Più che un cantautore si può considerare Fabrizio De Andrè un vero e proprio poeta che ha scritto ritratti di emarginati, prostitute e delinquenti, ma ci ha anche parlato di Gesù, compagno di vita, e di Maria, la madre più umana del mondo.
Nasce nel 1940 a Genova da una famiglia dell’alta borghesia industriale. Lascia la casa dei genitori all’età di 18 anni a causa del difficile rapporto con il padre e sceglie la musica invece che la carriera di avvocato.
Nelle sue canzoni difende gli ultimi e gli emarginati spiegando che è il giudizio degli altri che bolla questi poveretti senza dargli una possibilità di riscattarsi, ma questi nella loro disgrazia hanno la grande fortuna di potersi comportare come vogliono da uomini liberi e sciolti dalle convenzioni sociali. Critica anche l’incoerenza della borghesia e della chiesa che pur sentendosi superiore compie gli stessi peccati degli uomini, uccidendo, rubando e pagando per amore.
In “Via del campo” la prostituta bambina lasciando “fiori dove cammina” e regalando un sorriso, da’ l’illusione dell’amore e rende felici le persone (“non credevi che il Paradiso fosse solo lì al primo piano”). La canzone termina con il totale ribaltamento degli ideali borghesi: “Dai diamanti non nasce niente, dal letame nascono i fior”.
“Bocca di rosa”, canzone pubblicata nel 1967, è una delle storie più vicine al cantante e racconta di una ragazza che arriva nel paesino di “Sant’Ilario”. Non è una vera prostituta perché “c’è chi l’amore lo fa per noia, chi se lo sceglie per professione, bocca di rosa né l’uno né l’altro lei lo faceva per passione”. Le comari del paese e soprattutto le mogli che vedono sottrarsi i mariti, grette e chiuse, la demonizzano e la obbligano ad andarsene.
Questa canzone denuncia anche l’ipocrisia della chiesa che “con la Vergine in prima fila e bocca di rosa poco lontano si porta a spasso l’amore sacro e l’amor profano”.
Altro tema è la religione, in particolare la figura di Gesù Cristo.

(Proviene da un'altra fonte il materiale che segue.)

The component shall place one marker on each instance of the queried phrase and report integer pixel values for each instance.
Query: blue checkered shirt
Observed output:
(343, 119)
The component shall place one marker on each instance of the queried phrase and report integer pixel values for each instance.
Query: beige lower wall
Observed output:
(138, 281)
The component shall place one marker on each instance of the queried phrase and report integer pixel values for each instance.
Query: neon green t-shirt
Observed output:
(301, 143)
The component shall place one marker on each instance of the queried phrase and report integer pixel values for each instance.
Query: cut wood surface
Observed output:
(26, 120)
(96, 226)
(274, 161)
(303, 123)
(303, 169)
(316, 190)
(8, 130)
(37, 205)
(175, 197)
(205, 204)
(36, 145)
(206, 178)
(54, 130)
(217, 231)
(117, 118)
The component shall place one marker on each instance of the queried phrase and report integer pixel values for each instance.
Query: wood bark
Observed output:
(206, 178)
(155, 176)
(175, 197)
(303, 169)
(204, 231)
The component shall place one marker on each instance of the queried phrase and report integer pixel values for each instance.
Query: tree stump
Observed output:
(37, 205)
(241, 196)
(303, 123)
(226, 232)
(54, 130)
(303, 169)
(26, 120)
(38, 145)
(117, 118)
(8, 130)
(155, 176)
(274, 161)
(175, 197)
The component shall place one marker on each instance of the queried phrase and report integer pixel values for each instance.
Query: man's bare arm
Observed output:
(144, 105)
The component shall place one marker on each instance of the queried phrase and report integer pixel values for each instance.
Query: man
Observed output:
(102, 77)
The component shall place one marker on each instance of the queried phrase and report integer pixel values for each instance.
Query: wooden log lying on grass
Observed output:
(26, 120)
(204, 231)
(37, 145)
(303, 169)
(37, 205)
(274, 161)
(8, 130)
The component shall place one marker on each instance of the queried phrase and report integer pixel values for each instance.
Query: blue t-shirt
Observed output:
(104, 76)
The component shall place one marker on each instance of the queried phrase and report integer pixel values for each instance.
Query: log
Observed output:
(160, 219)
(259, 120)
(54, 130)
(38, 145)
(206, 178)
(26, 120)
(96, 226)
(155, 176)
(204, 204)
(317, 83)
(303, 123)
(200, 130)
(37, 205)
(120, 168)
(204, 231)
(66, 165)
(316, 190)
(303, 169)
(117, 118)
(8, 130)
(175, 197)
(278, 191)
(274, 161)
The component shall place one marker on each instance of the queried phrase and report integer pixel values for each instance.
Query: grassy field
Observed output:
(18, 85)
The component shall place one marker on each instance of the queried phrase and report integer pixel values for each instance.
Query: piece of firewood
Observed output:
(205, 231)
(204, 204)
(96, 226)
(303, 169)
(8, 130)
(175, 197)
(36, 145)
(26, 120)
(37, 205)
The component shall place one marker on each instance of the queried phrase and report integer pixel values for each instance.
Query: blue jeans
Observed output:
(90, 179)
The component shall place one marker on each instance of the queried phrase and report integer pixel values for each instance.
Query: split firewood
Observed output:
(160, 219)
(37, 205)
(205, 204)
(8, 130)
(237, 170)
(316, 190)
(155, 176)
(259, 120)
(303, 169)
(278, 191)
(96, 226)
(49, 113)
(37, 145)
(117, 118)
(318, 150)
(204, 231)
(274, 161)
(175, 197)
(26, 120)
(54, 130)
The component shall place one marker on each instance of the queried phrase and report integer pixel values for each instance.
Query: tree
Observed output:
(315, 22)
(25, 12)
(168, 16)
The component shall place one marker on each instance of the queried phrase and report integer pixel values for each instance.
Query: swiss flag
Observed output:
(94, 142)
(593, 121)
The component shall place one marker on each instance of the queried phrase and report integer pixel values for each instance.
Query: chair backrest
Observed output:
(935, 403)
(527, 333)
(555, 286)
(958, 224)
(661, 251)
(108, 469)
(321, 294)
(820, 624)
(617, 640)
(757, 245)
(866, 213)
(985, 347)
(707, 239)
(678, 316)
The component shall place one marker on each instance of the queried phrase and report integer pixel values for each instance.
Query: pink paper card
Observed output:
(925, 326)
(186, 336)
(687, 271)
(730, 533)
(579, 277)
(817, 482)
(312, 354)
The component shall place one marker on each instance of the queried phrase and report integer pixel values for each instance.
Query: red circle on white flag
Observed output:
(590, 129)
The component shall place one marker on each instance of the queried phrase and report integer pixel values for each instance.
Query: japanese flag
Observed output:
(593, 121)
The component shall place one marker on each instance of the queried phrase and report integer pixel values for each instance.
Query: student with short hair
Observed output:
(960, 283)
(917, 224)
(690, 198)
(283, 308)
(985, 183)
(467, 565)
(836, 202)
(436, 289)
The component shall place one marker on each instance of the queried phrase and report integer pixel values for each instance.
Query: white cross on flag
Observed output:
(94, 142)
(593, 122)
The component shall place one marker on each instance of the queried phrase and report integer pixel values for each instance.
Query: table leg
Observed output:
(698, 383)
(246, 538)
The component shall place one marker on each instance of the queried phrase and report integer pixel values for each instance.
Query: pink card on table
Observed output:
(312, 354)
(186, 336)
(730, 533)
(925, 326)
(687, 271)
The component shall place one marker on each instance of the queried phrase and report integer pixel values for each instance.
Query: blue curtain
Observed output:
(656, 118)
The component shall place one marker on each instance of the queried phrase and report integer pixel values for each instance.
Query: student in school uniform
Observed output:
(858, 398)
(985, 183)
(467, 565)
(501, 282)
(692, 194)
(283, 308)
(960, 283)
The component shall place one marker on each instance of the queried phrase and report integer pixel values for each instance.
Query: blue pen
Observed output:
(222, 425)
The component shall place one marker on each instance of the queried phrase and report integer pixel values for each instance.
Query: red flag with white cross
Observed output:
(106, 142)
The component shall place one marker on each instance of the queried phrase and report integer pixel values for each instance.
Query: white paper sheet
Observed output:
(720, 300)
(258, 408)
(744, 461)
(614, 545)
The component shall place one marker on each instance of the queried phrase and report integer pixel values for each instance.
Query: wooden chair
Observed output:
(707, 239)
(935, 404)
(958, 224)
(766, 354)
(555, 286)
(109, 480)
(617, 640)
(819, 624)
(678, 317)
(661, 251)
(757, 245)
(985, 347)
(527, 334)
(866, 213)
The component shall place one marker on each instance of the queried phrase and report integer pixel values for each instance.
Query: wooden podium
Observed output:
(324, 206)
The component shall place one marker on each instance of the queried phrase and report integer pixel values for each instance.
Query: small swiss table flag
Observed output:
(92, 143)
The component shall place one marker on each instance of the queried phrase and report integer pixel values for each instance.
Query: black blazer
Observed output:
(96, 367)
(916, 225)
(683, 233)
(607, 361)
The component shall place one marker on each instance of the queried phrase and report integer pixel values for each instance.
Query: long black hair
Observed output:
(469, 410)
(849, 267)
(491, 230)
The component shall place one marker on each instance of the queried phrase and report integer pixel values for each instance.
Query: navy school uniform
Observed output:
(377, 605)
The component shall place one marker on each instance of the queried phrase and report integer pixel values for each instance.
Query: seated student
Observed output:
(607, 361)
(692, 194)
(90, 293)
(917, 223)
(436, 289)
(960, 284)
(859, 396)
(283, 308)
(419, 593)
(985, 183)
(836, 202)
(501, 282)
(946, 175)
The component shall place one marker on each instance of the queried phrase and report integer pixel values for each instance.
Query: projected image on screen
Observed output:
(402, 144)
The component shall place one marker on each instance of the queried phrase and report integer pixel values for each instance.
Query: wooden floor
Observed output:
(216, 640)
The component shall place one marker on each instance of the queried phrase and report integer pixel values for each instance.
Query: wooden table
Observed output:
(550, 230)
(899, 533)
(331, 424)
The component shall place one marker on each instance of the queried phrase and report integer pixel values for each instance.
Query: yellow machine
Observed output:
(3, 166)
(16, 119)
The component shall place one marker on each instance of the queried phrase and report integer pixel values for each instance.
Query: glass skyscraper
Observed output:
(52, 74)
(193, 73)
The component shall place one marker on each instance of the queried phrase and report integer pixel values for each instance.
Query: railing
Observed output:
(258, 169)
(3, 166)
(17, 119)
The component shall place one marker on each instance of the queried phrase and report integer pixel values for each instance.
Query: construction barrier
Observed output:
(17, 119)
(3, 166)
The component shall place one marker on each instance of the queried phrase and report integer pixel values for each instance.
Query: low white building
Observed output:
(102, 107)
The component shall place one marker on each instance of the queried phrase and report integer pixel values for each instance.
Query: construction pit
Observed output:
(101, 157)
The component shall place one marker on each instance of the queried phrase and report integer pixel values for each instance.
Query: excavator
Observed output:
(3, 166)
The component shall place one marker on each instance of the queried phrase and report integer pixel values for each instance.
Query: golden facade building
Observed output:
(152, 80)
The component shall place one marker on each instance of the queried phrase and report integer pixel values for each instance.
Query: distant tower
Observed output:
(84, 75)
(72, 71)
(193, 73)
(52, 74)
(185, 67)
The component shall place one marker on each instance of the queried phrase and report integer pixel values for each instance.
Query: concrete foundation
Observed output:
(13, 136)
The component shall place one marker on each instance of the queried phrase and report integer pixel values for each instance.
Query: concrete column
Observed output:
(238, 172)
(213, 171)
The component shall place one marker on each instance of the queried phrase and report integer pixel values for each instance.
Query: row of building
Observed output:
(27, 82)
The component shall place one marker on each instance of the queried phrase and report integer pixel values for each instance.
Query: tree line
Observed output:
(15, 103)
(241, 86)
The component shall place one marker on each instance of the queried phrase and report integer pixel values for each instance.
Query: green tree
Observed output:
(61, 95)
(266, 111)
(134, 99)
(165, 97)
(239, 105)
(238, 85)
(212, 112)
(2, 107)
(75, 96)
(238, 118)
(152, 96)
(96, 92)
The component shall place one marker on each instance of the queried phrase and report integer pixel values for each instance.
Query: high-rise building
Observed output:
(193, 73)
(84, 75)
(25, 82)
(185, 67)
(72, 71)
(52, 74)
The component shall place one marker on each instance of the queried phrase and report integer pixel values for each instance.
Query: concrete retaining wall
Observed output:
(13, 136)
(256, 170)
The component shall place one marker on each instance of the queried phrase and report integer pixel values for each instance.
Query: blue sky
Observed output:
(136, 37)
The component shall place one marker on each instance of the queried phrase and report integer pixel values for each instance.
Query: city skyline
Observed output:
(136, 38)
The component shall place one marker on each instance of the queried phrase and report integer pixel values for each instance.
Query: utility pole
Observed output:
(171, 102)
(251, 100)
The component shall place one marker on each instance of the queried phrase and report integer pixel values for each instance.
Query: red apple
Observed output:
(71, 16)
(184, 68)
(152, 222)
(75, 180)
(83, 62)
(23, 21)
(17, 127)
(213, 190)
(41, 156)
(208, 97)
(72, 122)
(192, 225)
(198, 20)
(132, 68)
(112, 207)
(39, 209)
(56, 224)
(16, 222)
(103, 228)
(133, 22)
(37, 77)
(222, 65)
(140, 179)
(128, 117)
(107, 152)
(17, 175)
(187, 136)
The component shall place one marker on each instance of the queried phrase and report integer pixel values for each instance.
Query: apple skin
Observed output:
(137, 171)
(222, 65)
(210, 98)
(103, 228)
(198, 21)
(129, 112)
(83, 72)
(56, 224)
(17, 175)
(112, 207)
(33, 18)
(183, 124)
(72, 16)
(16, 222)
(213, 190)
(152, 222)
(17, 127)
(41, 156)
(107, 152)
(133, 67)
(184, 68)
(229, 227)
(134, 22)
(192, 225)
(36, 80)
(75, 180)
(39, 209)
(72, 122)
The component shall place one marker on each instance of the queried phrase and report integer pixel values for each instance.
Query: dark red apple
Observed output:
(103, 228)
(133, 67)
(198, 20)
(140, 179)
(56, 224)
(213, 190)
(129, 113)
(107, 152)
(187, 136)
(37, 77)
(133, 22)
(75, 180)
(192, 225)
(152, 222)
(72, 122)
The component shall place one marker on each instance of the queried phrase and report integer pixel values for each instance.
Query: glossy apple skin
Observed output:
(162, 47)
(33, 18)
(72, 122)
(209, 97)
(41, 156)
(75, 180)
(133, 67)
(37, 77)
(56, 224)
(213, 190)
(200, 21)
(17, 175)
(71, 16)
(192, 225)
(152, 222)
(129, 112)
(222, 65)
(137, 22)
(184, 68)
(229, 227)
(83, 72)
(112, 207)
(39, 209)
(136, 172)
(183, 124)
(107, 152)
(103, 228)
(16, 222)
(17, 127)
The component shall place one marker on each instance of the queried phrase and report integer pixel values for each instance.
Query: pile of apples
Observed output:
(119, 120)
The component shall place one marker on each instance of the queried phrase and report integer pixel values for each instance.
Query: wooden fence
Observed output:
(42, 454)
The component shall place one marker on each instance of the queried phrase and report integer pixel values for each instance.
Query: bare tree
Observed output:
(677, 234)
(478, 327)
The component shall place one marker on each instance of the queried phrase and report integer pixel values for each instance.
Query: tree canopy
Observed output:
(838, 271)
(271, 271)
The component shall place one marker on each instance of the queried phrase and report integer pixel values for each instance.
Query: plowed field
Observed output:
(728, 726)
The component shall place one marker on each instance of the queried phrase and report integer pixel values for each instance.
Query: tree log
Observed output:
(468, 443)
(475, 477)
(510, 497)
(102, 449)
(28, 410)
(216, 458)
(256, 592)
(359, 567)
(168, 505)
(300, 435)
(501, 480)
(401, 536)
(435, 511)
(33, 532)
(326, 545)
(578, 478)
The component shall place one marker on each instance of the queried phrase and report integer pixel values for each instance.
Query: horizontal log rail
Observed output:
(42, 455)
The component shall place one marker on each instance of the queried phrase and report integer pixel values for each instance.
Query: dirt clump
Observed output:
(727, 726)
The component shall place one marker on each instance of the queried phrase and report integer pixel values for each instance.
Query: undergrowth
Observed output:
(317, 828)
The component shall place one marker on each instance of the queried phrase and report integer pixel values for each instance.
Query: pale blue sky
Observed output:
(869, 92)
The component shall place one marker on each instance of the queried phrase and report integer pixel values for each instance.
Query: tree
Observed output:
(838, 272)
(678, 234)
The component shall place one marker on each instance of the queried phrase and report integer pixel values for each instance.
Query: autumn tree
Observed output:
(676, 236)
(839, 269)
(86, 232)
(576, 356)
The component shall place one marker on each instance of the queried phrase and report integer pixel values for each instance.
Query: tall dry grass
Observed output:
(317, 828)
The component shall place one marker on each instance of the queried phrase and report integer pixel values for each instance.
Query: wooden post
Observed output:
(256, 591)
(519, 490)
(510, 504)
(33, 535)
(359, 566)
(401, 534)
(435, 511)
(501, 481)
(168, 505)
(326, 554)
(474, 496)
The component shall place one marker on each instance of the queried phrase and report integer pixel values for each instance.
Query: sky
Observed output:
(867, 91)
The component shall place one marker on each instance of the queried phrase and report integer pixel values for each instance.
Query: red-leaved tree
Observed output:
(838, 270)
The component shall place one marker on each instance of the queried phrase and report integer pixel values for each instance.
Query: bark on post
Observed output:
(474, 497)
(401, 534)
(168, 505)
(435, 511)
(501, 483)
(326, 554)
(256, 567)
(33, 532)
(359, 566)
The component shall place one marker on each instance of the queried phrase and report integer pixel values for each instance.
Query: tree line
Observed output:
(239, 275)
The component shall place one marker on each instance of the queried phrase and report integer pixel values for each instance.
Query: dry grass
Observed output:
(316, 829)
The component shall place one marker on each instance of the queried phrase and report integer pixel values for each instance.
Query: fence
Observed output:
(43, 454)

Nel 1970, anno della rivoluzione giovanile, pubblica l’album “La Buona Novella” dove racconta la vita di Gesù presentandolo non come il Messia o il figlio di Dio, ma come un uomo. De Andrè ammirava molto la figura di Gesù perché lo considerava un rivoluzionario. In questo album il cantautore dedica un’intera canzone a Tito, il ladrone pentito a cui Gesù promette un posto in Paradiso prima di morire. Il ladrone buono cita tutti i dieci comandamenti, deformandoli un po’ proprio perché chi li recita è il primo a trasgredirli. Tito rappresenta il pensiero di De Andrè contro l ‘ipocrisia, contro i bigotti, contro i preti che predicano ma che sono i primi a peccare, contro le false religioni che ingannano i semplici e i puri di spirito con promesse vane.
Come dice De Andrè nella “Città vecchia”, singolo pubblicato nel 1965:
“Nei quartieri dove il sole del buon Dio non da’ i suoi raggi
ha già troppi impegni per scaldare la gente d’altri paraggi,
una bambina canta la canzone antica della donnaccia,
quello che ancora non sai tu lo imparerai solo qui tra le mie braccia”.